DBS suffered its 3rd outage of its digital banking services this year. The earlier incident happened on 29th March 2023. There was also another incident on 5th May 2023 where capacity issues caused problems with internet and mobile banking, electronic payments and ATM transactions. The disruption yesterday also saw outages to some ATMs.
But this disruption was beyond just DBS. At the same time, Citibank also suffered an outage to its digital banking services. Then, it subsequently emerged that several other businesses suffered some form of outage to its services.
The common denominator to all of their disruptions come from one thing: they were all impacted by a technical issue at an Equinix data centre. There was a cooling issue at this data centre, and it (probably) caused some systems to shutdown, thus leading to service outages.
Some companies, like Imperva, a cybersecurity software and services provider, were able to work around the problem by redirecting services to other data centres. As a result, their customers were not affected.
We’d think that’s how the cloud works. There are redundant systems so that problems can be trivially worked around without service impact. Even when we consider facility-wide outages (e.g. an entire data centre somehow going offline), services can simply failover to another redundant data centre.

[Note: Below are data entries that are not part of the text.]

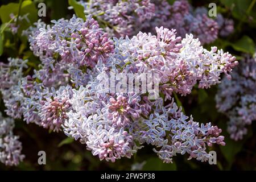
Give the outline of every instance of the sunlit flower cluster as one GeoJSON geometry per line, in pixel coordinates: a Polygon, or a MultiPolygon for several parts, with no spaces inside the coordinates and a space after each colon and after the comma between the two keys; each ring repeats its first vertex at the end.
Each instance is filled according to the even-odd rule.
{"type": "MultiPolygon", "coordinates": [[[[110,5],[122,12],[118,9],[125,8],[122,3],[131,6],[141,20],[151,15],[154,7],[148,8],[149,1],[110,5]]],[[[86,144],[101,160],[112,162],[131,158],[146,144],[164,162],[185,153],[189,159],[204,162],[210,157],[207,146],[225,145],[221,129],[185,115],[173,94],[188,94],[196,84],[208,88],[220,82],[221,73],[230,79],[238,64],[236,57],[216,47],[204,49],[192,34],[182,38],[176,30],[163,27],[155,27],[156,34],[112,39],[91,15],[85,20],[74,15],[52,23],[39,21],[25,32],[42,63],[34,74],[25,71],[28,60],[9,59],[0,64],[7,114],[63,131],[86,144]],[[112,72],[148,72],[159,75],[154,81],[159,84],[160,97],[154,100],[148,92],[105,90],[104,81],[112,72]]]]}
{"type": "Polygon", "coordinates": [[[229,118],[230,138],[242,139],[256,119],[256,59],[246,55],[234,70],[232,80],[224,78],[216,97],[217,107],[229,118]]]}

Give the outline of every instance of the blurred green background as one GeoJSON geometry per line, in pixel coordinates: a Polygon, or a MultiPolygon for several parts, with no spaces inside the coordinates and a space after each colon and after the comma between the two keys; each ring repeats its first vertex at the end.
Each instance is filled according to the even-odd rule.
{"type": "MultiPolygon", "coordinates": [[[[169,1],[170,3],[174,1],[169,1]]],[[[189,1],[194,7],[205,6],[214,2],[217,13],[234,20],[234,32],[229,37],[218,39],[215,42],[205,47],[209,49],[213,45],[237,56],[238,60],[243,53],[253,55],[256,43],[256,1],[222,0],[189,1]]],[[[68,0],[38,0],[28,3],[22,7],[21,14],[30,13],[31,23],[38,19],[37,5],[44,2],[47,6],[47,16],[42,20],[49,23],[52,19],[69,18],[74,13],[68,10],[68,0]]],[[[19,1],[0,0],[1,28],[3,28],[9,19],[10,13],[16,12],[19,1]],[[11,3],[16,4],[12,4],[11,3]]],[[[23,2],[24,3],[24,2],[23,2]]],[[[5,61],[8,57],[28,59],[31,68],[36,68],[40,61],[30,51],[27,40],[21,36],[21,30],[31,24],[22,23],[17,35],[13,36],[10,31],[0,33],[0,61],[5,61]]],[[[2,32],[0,31],[0,32],[2,32]]],[[[32,70],[28,70],[28,73],[32,70]]],[[[209,165],[196,159],[187,160],[187,156],[179,155],[174,158],[172,164],[164,164],[152,151],[150,146],[139,150],[131,159],[123,158],[115,163],[100,162],[86,150],[86,146],[67,138],[62,133],[49,133],[47,130],[34,124],[27,125],[23,121],[16,121],[14,133],[20,136],[23,143],[24,162],[18,167],[7,167],[0,163],[1,170],[130,170],[133,165],[143,163],[144,170],[255,170],[256,169],[256,123],[249,127],[248,134],[243,140],[235,142],[229,139],[226,133],[228,118],[218,113],[216,108],[214,96],[217,86],[208,90],[195,88],[191,94],[176,98],[176,102],[187,115],[192,114],[195,121],[206,123],[211,122],[222,129],[225,136],[225,146],[213,146],[210,150],[217,152],[217,165],[209,165]],[[38,152],[44,150],[47,154],[47,164],[38,164],[38,152]]],[[[3,113],[5,106],[0,95],[0,110],[3,113]]]]}

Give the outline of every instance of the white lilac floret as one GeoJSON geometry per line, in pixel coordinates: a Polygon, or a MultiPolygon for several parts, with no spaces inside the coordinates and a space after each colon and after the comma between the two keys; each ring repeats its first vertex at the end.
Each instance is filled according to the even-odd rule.
{"type": "Polygon", "coordinates": [[[197,83],[208,88],[220,82],[221,73],[230,78],[237,62],[228,52],[215,47],[207,51],[192,34],[182,39],[163,27],[156,28],[156,35],[140,32],[112,41],[91,16],[52,23],[38,22],[27,32],[42,61],[33,75],[22,74],[26,62],[22,60],[1,65],[1,92],[12,89],[4,98],[7,114],[63,130],[100,160],[112,162],[131,158],[147,143],[165,162],[185,153],[205,161],[207,146],[225,144],[221,130],[185,116],[172,94],[189,94],[197,83]],[[150,100],[148,93],[102,92],[112,72],[159,74],[164,99],[150,100]],[[168,100],[172,102],[166,106],[168,100]]]}

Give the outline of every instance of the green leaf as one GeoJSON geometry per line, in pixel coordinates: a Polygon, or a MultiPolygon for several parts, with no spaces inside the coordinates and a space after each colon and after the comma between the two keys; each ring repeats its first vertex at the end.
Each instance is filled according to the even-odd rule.
{"type": "Polygon", "coordinates": [[[72,138],[67,138],[62,140],[59,144],[58,147],[61,147],[64,144],[69,144],[72,143],[74,141],[74,139],[72,138]]]}
{"type": "Polygon", "coordinates": [[[176,171],[176,164],[173,162],[171,164],[164,163],[162,160],[157,157],[149,158],[144,165],[143,170],[145,171],[176,171]]]}
{"type": "MultiPolygon", "coordinates": [[[[256,11],[255,7],[248,12],[248,9],[252,3],[252,0],[222,0],[221,2],[231,10],[230,12],[235,18],[245,22],[250,22],[249,16],[253,18],[255,22],[256,11]],[[245,18],[245,17],[246,18],[245,18]]],[[[253,23],[251,23],[253,24],[253,23]]]]}
{"type": "Polygon", "coordinates": [[[84,6],[79,4],[76,0],[68,0],[68,3],[70,6],[73,7],[75,13],[76,13],[77,17],[86,20],[85,14],[84,13],[84,6]]]}
{"type": "Polygon", "coordinates": [[[252,55],[254,54],[255,44],[253,40],[246,35],[244,35],[236,43],[230,45],[236,51],[249,53],[252,55]]]}
{"type": "Polygon", "coordinates": [[[3,40],[4,36],[3,34],[0,34],[0,56],[3,54],[3,40]]]}

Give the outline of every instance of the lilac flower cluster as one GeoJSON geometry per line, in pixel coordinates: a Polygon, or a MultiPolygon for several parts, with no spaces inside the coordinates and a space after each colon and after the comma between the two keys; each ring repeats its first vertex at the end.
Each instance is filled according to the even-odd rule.
{"type": "Polygon", "coordinates": [[[182,39],[163,27],[156,28],[156,35],[140,32],[112,41],[92,16],[86,18],[61,19],[51,26],[39,22],[26,32],[42,65],[30,76],[23,73],[27,61],[1,64],[8,115],[63,131],[100,160],[112,162],[131,158],[146,143],[165,162],[185,153],[203,162],[210,156],[207,146],[225,144],[221,129],[185,116],[172,94],[189,94],[197,83],[208,88],[220,82],[221,73],[230,78],[234,57],[215,47],[207,51],[192,34],[182,39]],[[159,74],[155,79],[163,98],[106,92],[106,75],[148,72],[159,74]],[[166,106],[166,100],[171,104],[166,106]]]}
{"type": "Polygon", "coordinates": [[[186,0],[172,5],[166,0],[80,1],[86,14],[93,14],[109,34],[117,37],[134,35],[139,31],[154,32],[155,27],[175,28],[183,38],[192,34],[202,44],[227,36],[233,31],[232,20],[218,14],[216,19],[208,17],[204,7],[195,9],[186,0]],[[220,30],[220,32],[219,32],[220,30]]]}
{"type": "Polygon", "coordinates": [[[136,24],[142,23],[154,15],[155,5],[150,0],[91,0],[79,2],[86,14],[92,14],[115,36],[133,35],[136,24]]]}
{"type": "Polygon", "coordinates": [[[256,57],[246,55],[232,73],[232,81],[224,79],[216,97],[217,107],[229,118],[230,138],[241,140],[246,126],[256,120],[256,57]]]}
{"type": "Polygon", "coordinates": [[[125,68],[133,72],[152,71],[159,75],[159,89],[170,99],[175,92],[185,96],[199,81],[208,88],[220,82],[220,75],[229,73],[238,64],[228,52],[213,47],[210,51],[200,46],[198,39],[187,35],[176,37],[176,30],[156,28],[157,35],[139,32],[131,39],[116,39],[118,51],[125,58],[125,68]],[[129,63],[129,64],[128,64],[129,63]]]}
{"type": "Polygon", "coordinates": [[[22,146],[19,136],[13,133],[14,120],[4,118],[0,113],[0,162],[6,166],[17,166],[22,162],[22,146]]]}
{"type": "Polygon", "coordinates": [[[150,27],[152,30],[159,25],[175,28],[178,35],[184,38],[186,34],[192,34],[202,44],[214,42],[218,34],[227,36],[233,32],[232,20],[224,19],[221,14],[218,14],[216,19],[208,18],[206,8],[194,9],[186,0],[175,1],[172,5],[166,1],[154,0],[152,2],[156,18],[148,22],[145,30],[150,27]]]}

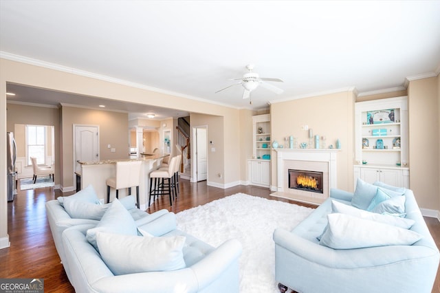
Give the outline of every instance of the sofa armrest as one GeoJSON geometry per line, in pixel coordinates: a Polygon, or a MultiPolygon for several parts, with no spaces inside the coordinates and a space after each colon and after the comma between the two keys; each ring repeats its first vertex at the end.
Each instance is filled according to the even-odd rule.
{"type": "Polygon", "coordinates": [[[436,254],[430,248],[414,245],[336,250],[311,242],[282,228],[275,230],[274,241],[276,246],[287,250],[286,253],[296,254],[319,265],[335,268],[358,269],[386,265],[408,260],[428,259],[436,254]],[[377,257],[378,255],[381,257],[377,257]]]}
{"type": "MultiPolygon", "coordinates": [[[[236,239],[230,239],[223,242],[200,261],[192,265],[190,268],[194,271],[199,282],[199,289],[208,286],[227,271],[232,265],[236,265],[236,276],[239,282],[239,259],[243,250],[241,243],[236,239]]],[[[229,280],[231,283],[234,280],[229,280]]],[[[225,284],[226,285],[226,284],[225,284]]]]}
{"type": "Polygon", "coordinates": [[[166,209],[157,210],[157,212],[155,212],[152,214],[147,214],[146,216],[137,219],[135,221],[136,222],[136,225],[138,226],[140,226],[147,223],[150,223],[151,221],[153,221],[156,219],[163,216],[164,215],[168,214],[168,213],[170,212],[168,212],[168,210],[166,209]]]}
{"type": "Polygon", "coordinates": [[[153,236],[162,236],[175,230],[177,226],[177,222],[175,214],[174,213],[167,213],[150,222],[138,226],[138,228],[140,230],[146,231],[153,236]]]}
{"type": "Polygon", "coordinates": [[[353,193],[338,188],[330,188],[330,197],[351,202],[353,193]]]}

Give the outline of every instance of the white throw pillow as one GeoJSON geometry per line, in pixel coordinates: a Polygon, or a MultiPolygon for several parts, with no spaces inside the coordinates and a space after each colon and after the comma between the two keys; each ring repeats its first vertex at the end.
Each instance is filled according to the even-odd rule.
{"type": "Polygon", "coordinates": [[[410,230],[360,219],[350,215],[327,215],[329,224],[320,244],[333,249],[412,245],[421,236],[410,230]]]}
{"type": "Polygon", "coordinates": [[[87,230],[87,241],[98,250],[96,233],[107,232],[123,235],[138,235],[135,220],[122,204],[115,199],[95,228],[87,230]]]}
{"type": "Polygon", "coordinates": [[[350,215],[364,219],[369,219],[377,222],[395,226],[404,229],[409,229],[414,225],[415,221],[410,219],[394,217],[390,215],[381,215],[371,213],[354,206],[342,204],[336,200],[331,201],[331,210],[333,213],[350,215]]]}
{"type": "Polygon", "coordinates": [[[151,237],[102,232],[96,235],[100,254],[117,276],[185,268],[185,240],[184,236],[151,237]]]}

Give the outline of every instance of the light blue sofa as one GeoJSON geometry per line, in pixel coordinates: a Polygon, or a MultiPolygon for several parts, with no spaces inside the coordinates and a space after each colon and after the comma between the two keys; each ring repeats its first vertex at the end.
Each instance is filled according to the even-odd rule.
{"type": "MultiPolygon", "coordinates": [[[[175,215],[166,210],[148,214],[124,206],[140,230],[155,237],[184,236],[185,268],[116,276],[87,239],[99,221],[72,219],[57,200],[46,204],[52,235],[66,274],[77,292],[239,292],[241,244],[231,239],[215,248],[177,230],[175,215]]],[[[134,209],[133,209],[134,208],[134,209]]],[[[145,251],[154,254],[154,251],[145,251]]]]}
{"type": "MultiPolygon", "coordinates": [[[[275,274],[280,284],[298,292],[430,292],[439,254],[412,191],[406,190],[406,218],[421,240],[410,246],[333,249],[317,237],[327,224],[331,200],[351,204],[353,193],[331,191],[329,199],[292,231],[278,228],[275,274]]],[[[281,292],[287,288],[280,286],[281,292]]]]}

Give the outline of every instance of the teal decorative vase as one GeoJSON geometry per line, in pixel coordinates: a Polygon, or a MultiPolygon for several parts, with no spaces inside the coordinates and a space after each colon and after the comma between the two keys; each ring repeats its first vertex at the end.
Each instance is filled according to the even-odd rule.
{"type": "Polygon", "coordinates": [[[341,148],[341,142],[339,140],[339,138],[338,139],[338,140],[336,140],[336,149],[340,149],[341,148]]]}

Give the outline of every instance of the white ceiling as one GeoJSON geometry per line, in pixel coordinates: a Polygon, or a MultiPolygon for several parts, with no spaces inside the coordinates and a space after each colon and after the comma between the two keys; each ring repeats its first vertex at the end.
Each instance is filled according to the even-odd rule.
{"type": "MultiPolygon", "coordinates": [[[[438,74],[440,1],[1,0],[0,51],[3,58],[256,109],[353,87],[402,89],[406,78],[438,74]],[[272,84],[284,93],[259,87],[252,105],[241,98],[241,86],[214,94],[241,77],[247,64],[262,77],[283,79],[272,84]]],[[[64,102],[75,100],[97,102],[64,102]]]]}

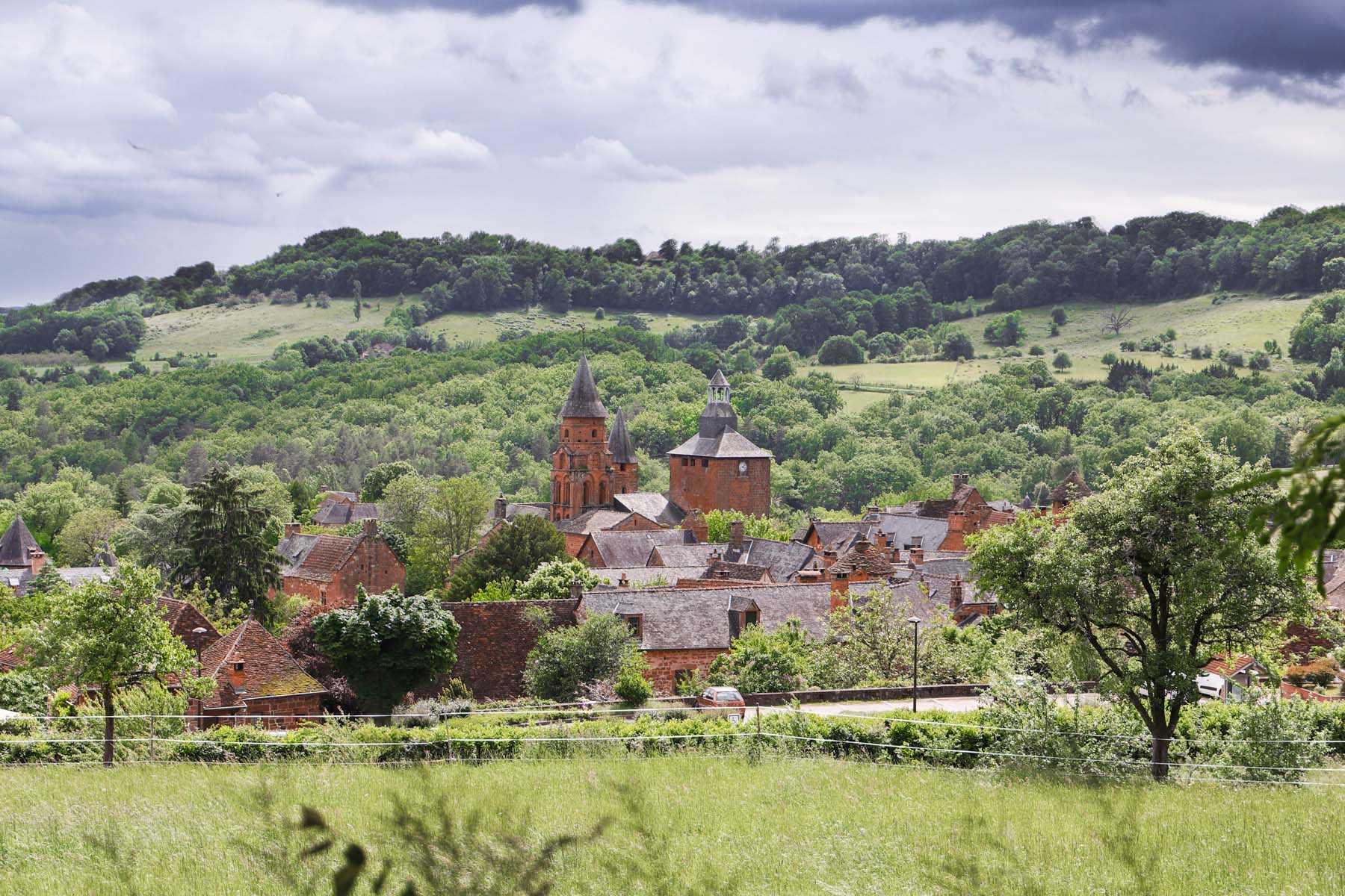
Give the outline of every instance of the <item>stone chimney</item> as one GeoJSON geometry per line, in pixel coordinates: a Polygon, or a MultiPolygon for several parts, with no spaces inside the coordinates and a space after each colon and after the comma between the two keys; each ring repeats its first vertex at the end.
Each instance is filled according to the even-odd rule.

This was apparently not the case with DBS or Citibank.
Ten years ago, I would expect some robustness to such critical systems, but perhaps accept that some banks are just not very good. However, it’s 2023 now, and after so many incidents and reprimands from MAS, I’m surprised that DBS still can’t get such basic things right.
An outage in one data centre completely obliterated their digital banking services. The same happened with Citibank, because they were unfortunate to be colocated in the same facility.
Maybe, there are more banks that are no better, but they escaped this time by having chosen to colocate in a different facility.
This one single data centre caused the outage to DBS and Citibank’s online banking services. In the case of DBS, even some physical ATMs were down. I’ve heard some people, who were travelling then, found their credit card transactions declined. Some others were trapped in carparks because their NETS top-up from DBS failed.
So, let’s be clear. The issue is not just about not being able to login to the banking app. There are other interdependent digital services that got affected, causing various levels of inconveniences to customers everywhere, not necessarily in Singapore. This is not any sort of national level catastrophic event, but surely at the individual level, there would have been some very frustrated customers.
We need to be very concerned, however, that considering how just an aircon problem in one data centre can bring about such wide-ranging impact, if our digital economy is robust enough to withstand not-so-trivial types of infrastructure failures.
Back in 2013, M1 suffered a 3-day mobile service outage because, can you imagine that, their entire network had a dependency on one specific switch. The failure of one switch broke their entire network. Isn’t that just completely insane? It’s not like we didn’t know about redundancy, high-availability, and failover, even before the 2000s. Yet, we have a telco that got caught with such ridiculous network design.
2013 was certainly a bad year, because there was another incident. A fire broke out at Bukit Panjang telephone exchange. It caused a massive network disruption to many users. While I can appreciate that home broadband users and even less-critical commercial services wouldn’t have backups in place, it seems ridiculous that 18 DBS branches, 2 UOB branches, and 100 mobile base stations were out-of-commission.
As Singapore tries to push towards digitising everything, we have to wonder if our digital world is robust enough to withstand some non-trivial attack. At that time, will be also be sufficient prepared, have the required contingencies in place, so that we can still conduct our lives with some adjustments.
What if, for example, there is an outage of our payment network? No PayLay, no PayNow, no VISA, no MasterCard. How would we transact for daily necessities? What if this outage lasted a week?
Some people will thus say, cash is king. That may be so, yet that may become increasingly more difficult when our transactions are virtual, and there may not even be the face-to-face opportunity to exchange cash.
Our vulnerability is that our infrastructure may not be robust and resilient enough to withstand an organised attack.
Here’s an example to think about. Network professionals will know quite well, our connectivity to the outside world, basically come down to our submarine cable landing stations. How many are there? (I leave this as an exercise for you to find out.)
These are big problems that we need to solve. Before that, however, it seems we have yet to overcome more basic challenges. Two banks got taken offline because an aircon broke.